On this board, at least, any notion that genetic differences can underlie behavioral differences is dismissed outright, either as “racist” (as if a label were a scientific counter-argument) or as untenable on grounds such as “race is a purely social construct” (as if that meant there were no average difference in genetically-driven physiology among various self-identified groups).
One way to approach the question at hand would be to look across other cultures and other national constructs/political systems and other cultural histories. If there are other such situations where asians, say, commit a disproportionate number of crimes to blacks, it can more easily be argued that “American” black crime is unique to our milieu, and can be explained by our own history.

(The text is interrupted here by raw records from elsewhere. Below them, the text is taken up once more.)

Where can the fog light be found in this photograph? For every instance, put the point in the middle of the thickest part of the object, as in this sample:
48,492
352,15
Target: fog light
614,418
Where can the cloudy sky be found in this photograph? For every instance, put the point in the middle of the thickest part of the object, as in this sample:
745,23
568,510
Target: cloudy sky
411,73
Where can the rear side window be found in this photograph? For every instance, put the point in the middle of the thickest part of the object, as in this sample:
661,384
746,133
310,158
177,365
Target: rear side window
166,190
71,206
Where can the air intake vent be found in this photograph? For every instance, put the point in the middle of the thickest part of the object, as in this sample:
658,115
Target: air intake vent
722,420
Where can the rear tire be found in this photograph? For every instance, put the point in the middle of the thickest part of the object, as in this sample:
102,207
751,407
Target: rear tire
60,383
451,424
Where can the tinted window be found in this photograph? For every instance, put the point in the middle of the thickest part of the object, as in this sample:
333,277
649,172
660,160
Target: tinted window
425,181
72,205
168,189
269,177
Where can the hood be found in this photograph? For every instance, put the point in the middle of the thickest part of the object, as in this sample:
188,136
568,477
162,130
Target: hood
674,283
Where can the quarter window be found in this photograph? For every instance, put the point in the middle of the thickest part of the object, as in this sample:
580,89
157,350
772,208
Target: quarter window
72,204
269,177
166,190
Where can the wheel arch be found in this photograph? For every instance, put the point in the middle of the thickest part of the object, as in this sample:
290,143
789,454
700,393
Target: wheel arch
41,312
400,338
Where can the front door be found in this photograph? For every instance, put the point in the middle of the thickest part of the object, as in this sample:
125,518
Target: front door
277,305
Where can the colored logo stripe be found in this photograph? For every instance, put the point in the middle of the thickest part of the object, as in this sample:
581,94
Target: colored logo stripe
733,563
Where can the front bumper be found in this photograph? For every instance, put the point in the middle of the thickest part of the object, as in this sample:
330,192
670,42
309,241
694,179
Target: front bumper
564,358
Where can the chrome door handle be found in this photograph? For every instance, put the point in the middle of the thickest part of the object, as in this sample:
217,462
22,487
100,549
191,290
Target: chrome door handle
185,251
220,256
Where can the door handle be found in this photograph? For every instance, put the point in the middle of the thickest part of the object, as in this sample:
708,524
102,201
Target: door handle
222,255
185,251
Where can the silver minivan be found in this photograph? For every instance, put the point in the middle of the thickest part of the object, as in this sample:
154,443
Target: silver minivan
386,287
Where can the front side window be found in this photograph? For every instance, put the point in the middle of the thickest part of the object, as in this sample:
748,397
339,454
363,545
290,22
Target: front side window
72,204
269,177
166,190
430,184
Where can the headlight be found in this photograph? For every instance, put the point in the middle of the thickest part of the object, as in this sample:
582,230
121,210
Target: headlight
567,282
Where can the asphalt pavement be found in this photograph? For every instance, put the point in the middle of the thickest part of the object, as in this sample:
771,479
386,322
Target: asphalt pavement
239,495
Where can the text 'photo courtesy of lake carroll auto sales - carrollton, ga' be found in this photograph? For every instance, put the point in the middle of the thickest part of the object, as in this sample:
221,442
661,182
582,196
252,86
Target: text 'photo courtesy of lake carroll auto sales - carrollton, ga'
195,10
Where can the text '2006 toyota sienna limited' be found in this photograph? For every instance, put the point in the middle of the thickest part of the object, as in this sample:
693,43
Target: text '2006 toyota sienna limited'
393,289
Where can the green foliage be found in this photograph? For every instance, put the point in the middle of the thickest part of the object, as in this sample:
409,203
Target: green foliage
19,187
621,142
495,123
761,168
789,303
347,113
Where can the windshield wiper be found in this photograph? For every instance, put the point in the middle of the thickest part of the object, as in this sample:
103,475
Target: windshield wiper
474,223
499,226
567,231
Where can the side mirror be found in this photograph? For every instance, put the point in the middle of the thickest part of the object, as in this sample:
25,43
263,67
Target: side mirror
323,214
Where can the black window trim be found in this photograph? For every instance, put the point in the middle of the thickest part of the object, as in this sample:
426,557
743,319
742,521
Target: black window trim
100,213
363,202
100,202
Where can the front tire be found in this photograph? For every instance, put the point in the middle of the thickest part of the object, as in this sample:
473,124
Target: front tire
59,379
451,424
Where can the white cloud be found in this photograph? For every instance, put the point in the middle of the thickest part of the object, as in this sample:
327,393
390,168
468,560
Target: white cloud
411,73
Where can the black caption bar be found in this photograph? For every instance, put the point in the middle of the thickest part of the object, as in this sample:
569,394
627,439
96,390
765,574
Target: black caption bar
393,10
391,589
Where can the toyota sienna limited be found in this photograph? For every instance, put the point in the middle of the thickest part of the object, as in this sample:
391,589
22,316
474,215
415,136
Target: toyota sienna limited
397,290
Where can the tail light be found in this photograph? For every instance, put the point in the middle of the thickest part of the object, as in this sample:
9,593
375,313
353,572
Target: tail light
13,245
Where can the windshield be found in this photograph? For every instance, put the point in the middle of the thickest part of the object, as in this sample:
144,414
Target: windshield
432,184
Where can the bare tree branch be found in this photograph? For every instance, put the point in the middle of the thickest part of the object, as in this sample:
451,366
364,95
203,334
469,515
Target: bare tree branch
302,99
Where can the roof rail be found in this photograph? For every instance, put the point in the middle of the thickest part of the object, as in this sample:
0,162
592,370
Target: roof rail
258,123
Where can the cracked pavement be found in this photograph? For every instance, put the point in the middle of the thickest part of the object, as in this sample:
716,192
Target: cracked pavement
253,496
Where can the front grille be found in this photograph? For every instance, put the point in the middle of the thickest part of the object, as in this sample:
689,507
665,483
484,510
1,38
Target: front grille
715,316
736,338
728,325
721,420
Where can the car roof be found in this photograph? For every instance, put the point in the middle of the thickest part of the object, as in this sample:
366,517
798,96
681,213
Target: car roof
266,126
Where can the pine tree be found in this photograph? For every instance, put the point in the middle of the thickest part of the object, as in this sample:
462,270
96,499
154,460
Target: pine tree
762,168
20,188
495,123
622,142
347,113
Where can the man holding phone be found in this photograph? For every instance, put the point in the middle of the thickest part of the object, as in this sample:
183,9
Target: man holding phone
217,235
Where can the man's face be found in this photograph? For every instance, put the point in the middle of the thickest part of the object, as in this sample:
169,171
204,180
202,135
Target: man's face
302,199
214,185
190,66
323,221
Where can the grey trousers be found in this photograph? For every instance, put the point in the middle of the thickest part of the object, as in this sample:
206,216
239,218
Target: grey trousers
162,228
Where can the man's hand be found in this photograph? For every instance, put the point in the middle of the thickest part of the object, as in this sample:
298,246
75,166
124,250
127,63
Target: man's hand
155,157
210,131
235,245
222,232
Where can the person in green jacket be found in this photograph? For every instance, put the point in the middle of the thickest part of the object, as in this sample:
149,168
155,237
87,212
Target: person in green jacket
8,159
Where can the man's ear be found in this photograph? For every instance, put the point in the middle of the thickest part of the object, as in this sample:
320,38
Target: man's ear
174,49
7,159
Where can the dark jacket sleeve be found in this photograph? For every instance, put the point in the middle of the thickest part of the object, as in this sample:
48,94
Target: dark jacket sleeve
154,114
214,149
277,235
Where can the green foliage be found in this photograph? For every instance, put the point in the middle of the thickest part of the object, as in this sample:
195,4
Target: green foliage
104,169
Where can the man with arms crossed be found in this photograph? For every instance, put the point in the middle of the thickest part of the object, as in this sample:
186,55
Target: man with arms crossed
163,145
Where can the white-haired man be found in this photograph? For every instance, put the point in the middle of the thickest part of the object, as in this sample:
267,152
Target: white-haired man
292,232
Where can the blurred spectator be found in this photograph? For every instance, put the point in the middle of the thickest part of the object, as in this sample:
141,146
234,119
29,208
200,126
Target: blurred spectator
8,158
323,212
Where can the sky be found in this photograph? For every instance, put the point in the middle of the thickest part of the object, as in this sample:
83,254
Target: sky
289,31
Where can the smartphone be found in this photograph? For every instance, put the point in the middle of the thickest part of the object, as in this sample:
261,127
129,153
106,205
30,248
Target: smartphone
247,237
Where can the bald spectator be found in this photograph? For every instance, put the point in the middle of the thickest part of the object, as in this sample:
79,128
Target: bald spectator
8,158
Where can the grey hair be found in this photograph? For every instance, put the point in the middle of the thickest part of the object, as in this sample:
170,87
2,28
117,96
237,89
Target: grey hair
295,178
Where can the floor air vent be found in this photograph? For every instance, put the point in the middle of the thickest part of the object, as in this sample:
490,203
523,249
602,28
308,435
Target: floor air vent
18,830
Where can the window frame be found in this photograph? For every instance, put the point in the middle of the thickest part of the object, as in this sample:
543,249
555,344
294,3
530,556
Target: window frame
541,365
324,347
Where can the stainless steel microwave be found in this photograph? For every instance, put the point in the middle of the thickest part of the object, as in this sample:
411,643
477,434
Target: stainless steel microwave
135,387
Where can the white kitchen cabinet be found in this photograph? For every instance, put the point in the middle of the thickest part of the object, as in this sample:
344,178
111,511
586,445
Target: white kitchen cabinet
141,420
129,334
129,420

May I suggest that those of you arguing the problem is America–and not genetic differences–bring forward violent crime statistics from predominantly black nations, or nations with other cultural histories, and show that disproportionate representation for “black crime” is unique to the United States? This would be more persuasive than simply dismissing out of hand that there cannot be behavioral differences among populations driven by differences in a given population’s access to a given pool of genes. For example, one might argue that higher levels of testosterone are a trigger for more aggressive behavior, and that since young black males have higher testosterone levels than young asian males (on average), a higher incidence of aggressive activity is to be expected.
I might add–before you lynch me–that I consider what our criminal justice system has done to our young black males to be…criminal. I am not interested in defending it. It is a heartache and an outrage to look at our incarceration rates, our default assumption that imprisonment is a good idea, and the further assumption that our stupid stupid “war on drugs” is worth a shit. The toll this idiotic paradigm has taken on an entire generation of young black men is shameful. Unfortunately, it does not mean there cannot be genetically-based physiologically different drivers of behavior among population groups.